Closed 95Marmite closed 3 years ago
Hi, yes you are right ! #105 introduced the spacy_model
parameter for load_document
, but it is unusable in compute_document_frequency
.
If you can, hack the function by adding a spacy_model
argument at utils.py#72
and utils.py#113
. (you can find the path of pke by running import pke; print(pke.__file__)
).
Else you can preprocess your file using Stanford CoreNLP.
In last resort tell me and I'll add the parameter for good.
Hey ygorg, thank you for your prompt reply. I already had a clone and was able to implement that.
I have already tried to preprocess my text data with the wrapper stanza for Stanford CoreNLP. However, I have not found an export to the xml format. Do you have a tip?

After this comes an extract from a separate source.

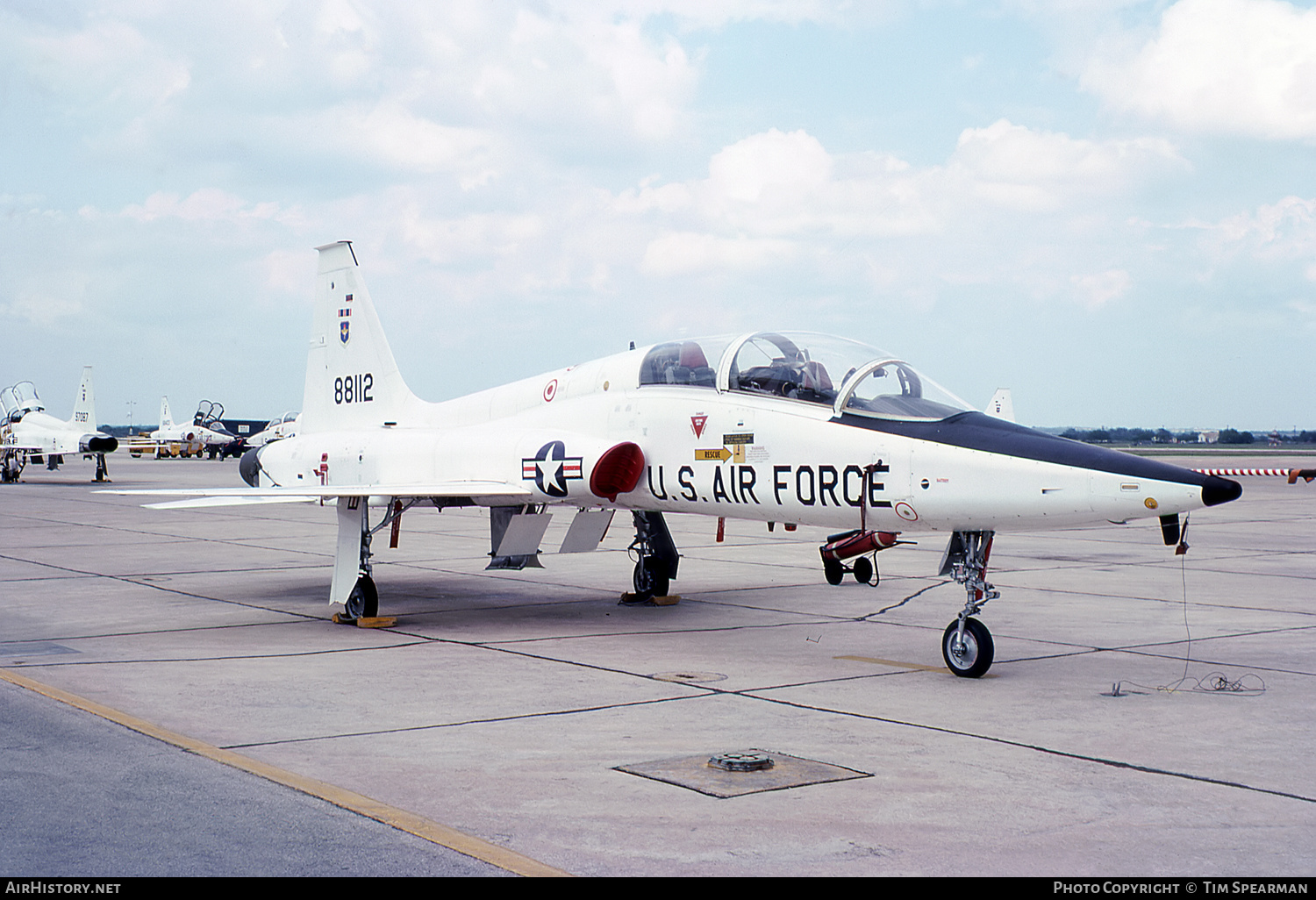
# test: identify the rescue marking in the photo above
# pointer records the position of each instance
(358, 803)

PS: I am currently working on a master's thesis for KE for the German language. Your developed package is a great help to me, thank you very much!
Great !
The tool we used in ake-dataset was the java version of coreNLP. Which output the XML. I should look into Stanza, to see whether the models are the same to the java version. But generally the way we input documents into pke should be revised.
So nice to hear people working on KE for non-english languages ! Good luck with your master's !!
I wanted to calculate the TF from a data set with 12000 documents. Would have taken 12 hours. The weak point is the multiple loading of the Spacy model. Here a parameter in the compute_document_frequency function can significantly reduce the runtime.